Arconic "could take a number of additional steps to improve corporate governance ''' such as establishing the rights of shareholders to call special meetings, or raising the share-retention requirements of the CEO ''' and thereby appropriately signal to the market a new era of shareholder responsiveness," according to the letter.
The story of Alcoa and Arconic can be viewed as a cautionary tale. Good or bad, corporate governance impacts business. The difference is that when governance goes wrong, things can get very ugly.
As Henderson wrote in his HuffPost piece, there's an easy fix for poor corporate governance. "All it requires is that board members faithfully represent shareholder interests."

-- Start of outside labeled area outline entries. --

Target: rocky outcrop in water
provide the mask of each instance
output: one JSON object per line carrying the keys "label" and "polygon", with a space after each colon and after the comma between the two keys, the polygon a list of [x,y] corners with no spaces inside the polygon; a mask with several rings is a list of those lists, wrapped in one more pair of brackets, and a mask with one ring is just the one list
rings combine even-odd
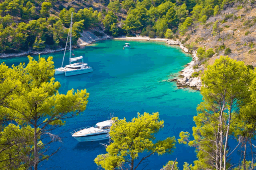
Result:
{"label": "rocky outcrop in water", "polygon": [[[173,40],[168,40],[167,43],[170,45],[178,45],[185,52],[189,52],[187,48],[183,46],[179,41]],[[203,70],[204,68],[200,65],[198,57],[197,56],[197,51],[194,50],[192,52],[193,60],[189,63],[187,64],[187,66],[181,71],[182,73],[179,76],[179,78],[170,80],[168,81],[176,81],[179,87],[191,87],[193,89],[200,90],[202,86],[201,78],[198,77],[193,77],[192,73],[195,71],[199,71]],[[196,68],[194,69],[194,66],[197,65]]]}

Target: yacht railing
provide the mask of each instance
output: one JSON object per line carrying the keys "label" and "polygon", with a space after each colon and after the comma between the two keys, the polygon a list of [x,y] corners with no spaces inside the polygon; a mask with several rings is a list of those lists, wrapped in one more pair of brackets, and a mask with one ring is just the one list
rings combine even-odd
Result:
{"label": "yacht railing", "polygon": [[89,128],[90,127],[97,127],[97,126],[90,126],[89,127],[82,127],[81,128],[80,128],[77,129],[76,129],[75,130],[74,130],[72,131],[72,132],[70,132],[69,133],[70,133],[70,134],[71,134],[71,135],[73,135],[74,133],[75,133],[77,132],[78,132],[79,131],[81,130],[82,130],[84,129],[85,128]]}
{"label": "yacht railing", "polygon": [[[97,126],[89,126],[89,127],[83,127],[81,128],[80,128],[77,129],[76,129],[75,130],[74,130],[72,131],[72,132],[70,132],[69,133],[70,133],[70,134],[71,134],[71,135],[73,135],[74,133],[75,133],[77,132],[78,132],[79,131],[81,130],[82,130],[84,129],[85,128],[89,128],[90,127],[98,127]],[[95,130],[95,131],[93,132],[103,132],[104,131],[107,131],[107,130],[110,130],[110,129],[100,129],[96,131]]]}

Future-Proofing to Gain a Competitive Edge
Companies are increasingly looking to future-proof their businesses as they become more aware of the risks involved in choosing not to practice good corporate governance. That means understanding not just how corporate governance has played out so far, but where it is going.Harvard Law School professor Guhan Subramanian proposed that companies rethink the way they approach corporate governance in a piece for the Harvard Business Review. Referring to this concept as "Corporate Governance 2.0," he suggested that businesses should embrace the following three principles to improve the quality of corporate governance and minimize issue-by-issue arguments on the board:
- Boards should have the right to manage the company for the long term.
- Boards should install mechanisms to ensure the best possible people in the boardroom.
- Boards should give shareholders an orderly voice.
But simply recognizing corporate governance as inherent to business success isn't enough. Moving forward, companies and the board of directors must remain vigilant about what's expected of them and identify evolving shareholder and customer demands, expectations and needs.
To prepare for the future, international accounting network Grant Thornton suggested that boards:
- Boost diversity and structure the board to better reflect the company's culture, markets, and customers.
- Embrace digital by developing a cyber strategy, and collaborate with others to identify new opportunities and threats.
- Fast-track top company talent by offering mentoring and shadowing programs, and embrace innovation.
Looking for ways to capitalize on industry and market trends while still adhering to tried-and-true corporate governance practices puts directors and the parties they represent in a position to pull ahead.